Regarding Hypothesis 2, the analysed data shows significant relations between the perception of quality of sleep and different emotional states such as: Depression (ρ=0,983 for p≤0,01), Anxiety (ρ=0,990 for p≤0,01) and Stress (ρ=0,945 for p≤0,05). Specifically, the greater the emotional disorders, the lower the perceived sleep quality. According to Brás,41 sleep represents a mechanism that switches off our consciousness from our surroundings and that leaves the individual vulnerable to environmental and circumstantial dangers. This author explains that quality of sleep intrinsically depends on the notion of perceived danger. When there is danger, animals, including humans become alert afraid that danger may mean pain or discomfort. “These states of vigilance disturb our capacity to switch off from the present and fall asleep” (Brás, 2010, p.20).41 Regarding Hypothesis 3, significant correlations were found between the perception of pain and the referred emotional disorders. As such, the greater the levels of anxiety (ρ=0,999 for p≤0,01), depression (ρ=0,995 for p≤0,01) and7or stress (ρ=0,969 for p≤0,05), the greater the perceived intensity of pain will be. According to the results presented, we can infer a causality relation between the emotional states and the perception of quality of sleep. Anxiety, Depression and Stress represent variables that can compromise the quality of sleep.41 In the same sense, the existence of a strong correlation between quality of sleep and perception of pain in fibromyalgia patients was demonstrated. The changes in sleep and pain were a direct consequence of the change in emotional state. And so, we can infer that fibromyalgia presents a psychological etiology to triggering physical symptoms.

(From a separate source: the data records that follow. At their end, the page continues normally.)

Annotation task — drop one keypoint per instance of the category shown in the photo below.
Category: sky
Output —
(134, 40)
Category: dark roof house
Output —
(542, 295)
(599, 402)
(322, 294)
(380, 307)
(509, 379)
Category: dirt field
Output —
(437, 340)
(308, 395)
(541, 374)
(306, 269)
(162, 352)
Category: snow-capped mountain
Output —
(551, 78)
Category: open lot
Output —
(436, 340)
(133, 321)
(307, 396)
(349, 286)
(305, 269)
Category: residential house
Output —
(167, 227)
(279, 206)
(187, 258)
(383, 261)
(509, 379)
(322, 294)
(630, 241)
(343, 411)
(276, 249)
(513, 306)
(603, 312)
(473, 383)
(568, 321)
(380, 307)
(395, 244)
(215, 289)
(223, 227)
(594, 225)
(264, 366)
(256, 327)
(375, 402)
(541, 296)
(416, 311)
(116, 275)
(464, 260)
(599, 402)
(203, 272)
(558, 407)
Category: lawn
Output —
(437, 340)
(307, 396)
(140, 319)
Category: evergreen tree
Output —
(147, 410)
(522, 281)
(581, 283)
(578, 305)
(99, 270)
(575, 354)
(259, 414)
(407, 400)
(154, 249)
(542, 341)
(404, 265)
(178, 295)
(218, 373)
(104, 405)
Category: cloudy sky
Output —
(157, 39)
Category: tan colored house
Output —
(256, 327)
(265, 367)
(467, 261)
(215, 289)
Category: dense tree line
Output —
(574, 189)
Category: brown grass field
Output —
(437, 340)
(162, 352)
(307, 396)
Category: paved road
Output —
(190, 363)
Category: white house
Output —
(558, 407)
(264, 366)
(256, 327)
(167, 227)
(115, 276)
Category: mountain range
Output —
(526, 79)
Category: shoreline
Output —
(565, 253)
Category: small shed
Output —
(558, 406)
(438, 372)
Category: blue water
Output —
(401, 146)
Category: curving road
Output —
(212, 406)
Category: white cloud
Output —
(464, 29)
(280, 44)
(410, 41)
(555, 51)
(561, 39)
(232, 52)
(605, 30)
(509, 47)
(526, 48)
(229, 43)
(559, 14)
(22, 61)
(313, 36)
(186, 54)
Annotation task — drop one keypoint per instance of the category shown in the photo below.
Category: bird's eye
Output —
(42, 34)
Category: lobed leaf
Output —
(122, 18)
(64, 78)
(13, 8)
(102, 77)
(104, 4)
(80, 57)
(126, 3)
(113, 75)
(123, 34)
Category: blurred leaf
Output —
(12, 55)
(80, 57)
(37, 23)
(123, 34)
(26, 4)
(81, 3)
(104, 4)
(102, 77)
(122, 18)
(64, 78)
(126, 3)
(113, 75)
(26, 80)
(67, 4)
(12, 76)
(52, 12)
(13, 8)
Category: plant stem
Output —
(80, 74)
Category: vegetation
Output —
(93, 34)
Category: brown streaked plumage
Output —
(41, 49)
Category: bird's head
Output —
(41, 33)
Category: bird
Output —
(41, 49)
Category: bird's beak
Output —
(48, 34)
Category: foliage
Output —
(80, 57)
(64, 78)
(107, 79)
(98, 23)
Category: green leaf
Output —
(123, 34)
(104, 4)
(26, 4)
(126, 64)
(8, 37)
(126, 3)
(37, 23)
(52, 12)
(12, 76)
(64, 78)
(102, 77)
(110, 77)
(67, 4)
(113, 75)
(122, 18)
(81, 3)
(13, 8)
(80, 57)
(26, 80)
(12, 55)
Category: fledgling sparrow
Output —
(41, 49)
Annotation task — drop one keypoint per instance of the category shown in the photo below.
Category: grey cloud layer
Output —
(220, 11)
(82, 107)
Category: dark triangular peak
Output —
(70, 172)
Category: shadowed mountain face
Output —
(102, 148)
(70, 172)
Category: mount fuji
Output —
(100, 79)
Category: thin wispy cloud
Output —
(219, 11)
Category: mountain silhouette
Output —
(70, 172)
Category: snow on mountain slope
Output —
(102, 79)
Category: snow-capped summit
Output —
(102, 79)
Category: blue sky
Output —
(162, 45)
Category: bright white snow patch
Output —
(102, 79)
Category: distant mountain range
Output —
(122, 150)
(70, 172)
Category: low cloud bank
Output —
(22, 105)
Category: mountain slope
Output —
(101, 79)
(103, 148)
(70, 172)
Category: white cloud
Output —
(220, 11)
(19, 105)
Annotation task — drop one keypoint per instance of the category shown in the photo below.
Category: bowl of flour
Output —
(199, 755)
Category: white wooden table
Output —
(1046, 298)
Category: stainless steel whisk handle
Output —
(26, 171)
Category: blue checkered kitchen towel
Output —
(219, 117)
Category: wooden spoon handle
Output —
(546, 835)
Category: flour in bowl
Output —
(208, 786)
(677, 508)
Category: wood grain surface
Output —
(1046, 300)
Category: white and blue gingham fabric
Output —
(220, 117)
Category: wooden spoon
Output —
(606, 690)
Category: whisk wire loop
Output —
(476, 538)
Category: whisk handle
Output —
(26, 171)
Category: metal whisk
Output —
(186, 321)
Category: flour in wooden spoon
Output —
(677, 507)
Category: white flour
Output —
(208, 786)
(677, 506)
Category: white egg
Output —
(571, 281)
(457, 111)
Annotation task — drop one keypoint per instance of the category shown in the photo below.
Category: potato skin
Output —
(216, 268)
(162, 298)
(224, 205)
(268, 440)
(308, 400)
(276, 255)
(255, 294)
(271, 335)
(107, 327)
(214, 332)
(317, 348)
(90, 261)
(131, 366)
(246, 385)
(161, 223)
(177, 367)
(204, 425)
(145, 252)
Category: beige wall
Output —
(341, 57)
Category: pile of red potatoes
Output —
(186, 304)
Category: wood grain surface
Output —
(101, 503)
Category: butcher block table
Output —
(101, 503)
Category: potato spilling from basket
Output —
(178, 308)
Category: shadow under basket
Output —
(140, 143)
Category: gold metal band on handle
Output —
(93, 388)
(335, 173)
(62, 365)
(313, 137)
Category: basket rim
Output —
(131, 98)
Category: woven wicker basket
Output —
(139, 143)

Limitations of the investigation

This study intends to give its contribution to the understanding of fibromyalgia, and more specifically, its consequences in the perception of quality of sleep and the perception of intensity of pain. Yet, being an exploratory study, the presented results cannot be generalized to the entirety of the population with fibromyalgia due to the size of the sample being too small. Nonetheless, with such a high correlation between the hypothesis, this study opens a clear path for future studies with more representative sample groups with fibromyalgia patients that could prove, more consistently, these same results.



Conflict of interest

The auhtor declares no conflict of interest.